Diese erfolgreiche Strategie wandte der Bundesrat auch am Anfang an. Doch je mehr Personen sich ansteckten, umso schwieriger wurde es, die Strategie umzusetzen. Schwierig ist die Nachverfolgung auch, wenn Infizierte viele Kontakte hatten.
Am schwierigsten zu kontrollieren sind Grossansammlungen
Deshalb verbot der Bundesrat auch in der ersten Phase schnell einmal Veranstaltungen mit über 1000 Personen. Und deshalb werden solche Grossansammlungen von Menschen - etwa an Konferenzen oder Veranstaltungen - auch bei einer schrittweisen Lockerung der anderen Massnahmen vermutlich dieses Jahr nicht mehr möglich sein – ausser es stünde bereits vorher ein zuverlässiger Impfstoff zur Verfügung.
Herdenimmunität ist unrealistisches Ziel
Warum kehrt der Bundesrat seine Strategie also nicht um und strebt künftig die so genannte «natürliche Herdenimmunität» an, indem er die Ansteckungen zulässt? Dieses Risiko einzugehen wäre ethisch schwer vertretbar, und ausserdem auch rein statistisch gesehen nicht machbar.
Derzeit gibt es in der Schweiz nachweislich rund 24 000 Corona-Infizierte. Geht man von einer hohen Dunkelziffer aus, nämlich dass nur ein Zehntel der Fälle entdeckt werden, gäbe es in der Schweiz 240 000 Infizierte.
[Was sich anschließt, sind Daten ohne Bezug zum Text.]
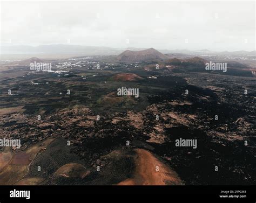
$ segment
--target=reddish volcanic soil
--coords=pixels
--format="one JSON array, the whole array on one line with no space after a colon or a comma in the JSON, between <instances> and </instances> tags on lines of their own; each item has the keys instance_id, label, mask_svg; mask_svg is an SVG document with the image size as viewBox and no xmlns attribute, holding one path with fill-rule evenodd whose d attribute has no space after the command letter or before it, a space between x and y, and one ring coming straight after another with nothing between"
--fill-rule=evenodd
<instances>
[{"instance_id":1,"label":"reddish volcanic soil","mask_svg":"<svg viewBox=\"0 0 256 203\"><path fill-rule=\"evenodd\" d=\"M136 169L133 177L119 183L118 185L183 185L176 172L151 152L141 149L135 151L138 157L136 160ZM158 166L158 171L156 170L157 166Z\"/></svg>"},{"instance_id":2,"label":"reddish volcanic soil","mask_svg":"<svg viewBox=\"0 0 256 203\"><path fill-rule=\"evenodd\" d=\"M143 78L134 73L119 73L111 78L116 81L133 81Z\"/></svg>"}]
</instances>

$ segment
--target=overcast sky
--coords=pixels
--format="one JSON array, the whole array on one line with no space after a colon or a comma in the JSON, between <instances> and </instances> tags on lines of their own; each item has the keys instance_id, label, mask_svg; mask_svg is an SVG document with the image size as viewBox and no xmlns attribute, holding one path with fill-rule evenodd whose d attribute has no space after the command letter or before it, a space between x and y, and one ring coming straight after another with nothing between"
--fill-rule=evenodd
<instances>
[{"instance_id":1,"label":"overcast sky","mask_svg":"<svg viewBox=\"0 0 256 203\"><path fill-rule=\"evenodd\" d=\"M5 1L1 4L2 45L69 43L114 48L255 49L254 1Z\"/></svg>"}]
</instances>

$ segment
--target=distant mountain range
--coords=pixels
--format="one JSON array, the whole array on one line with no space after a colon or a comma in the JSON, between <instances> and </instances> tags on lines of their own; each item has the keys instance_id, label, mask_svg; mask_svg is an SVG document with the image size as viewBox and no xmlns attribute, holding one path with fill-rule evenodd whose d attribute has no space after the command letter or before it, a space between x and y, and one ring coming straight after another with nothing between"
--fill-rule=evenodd
<instances>
[{"instance_id":1,"label":"distant mountain range","mask_svg":"<svg viewBox=\"0 0 256 203\"><path fill-rule=\"evenodd\" d=\"M1 46L1 54L72 54L80 55L118 55L126 50L139 51L145 48L128 47L116 48L104 46L90 46L73 45L54 44L37 46L25 45ZM150 50L150 49L147 49ZM187 50L158 50L164 54L179 53L190 55L256 55L256 51L239 51L235 52L213 52L208 50L190 51ZM128 54L128 53L126 53ZM130 53L129 54L132 54ZM163 56L162 56L163 57ZM161 57L161 58L162 57Z\"/></svg>"},{"instance_id":2,"label":"distant mountain range","mask_svg":"<svg viewBox=\"0 0 256 203\"><path fill-rule=\"evenodd\" d=\"M120 62L163 61L168 59L167 56L153 48L142 51L126 50L117 57L117 60Z\"/></svg>"}]
</instances>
Herdenimmunität erreichen lässt sich erst, wenn mindestens 60 Prozent einer Gemeinschaft infiziert sind.
Das würde für die Schweiz bedeuten: Es müssten mindestens 4,8 Millionen Einwohner mit dem Virus infiziert und wieder gesund werden. Noch über 4,5 Millionen Menschen müssten also angesteckt werden. Geht man von einer Sterblichkeitsrate von 3,8 Prozent aus, wie sie laut Statista in der Schweiz vorliegt, müsste man 170 000 Tote in Kauf nehmen, bis die Herdenimmunität erreicht wäre.
Vielleicht hilft auch ein bisschen Glück
So weit die Zahlenstatistik. Nun verbreitet sich ein Virus jedoch nicht streng nach statistischen Voraussagen. Derzeit noch unbekannte Eigenschaften des Coronavirus könnten auch neue Chancen eröffnen: Das Virus könnte zum Beispiel in der warmen Jahreszeit weniger ansteckend werden.
Oder es könnte sich zeigen, dass ein Teil der Bevölkerung eine natürliche Immunität aufweist. In diesen Fällen könnten wir Glück haben und müssten nicht ganz so lange in den Beschränkungen ausharren, die uns auferlegt worden sind. Ganz aufschnaufen dürfen wir aber erst, wenn ein Impfstoff gefunden ist. Bis ein solcher erprobt ist, wird es aber noch eine Weile dauern.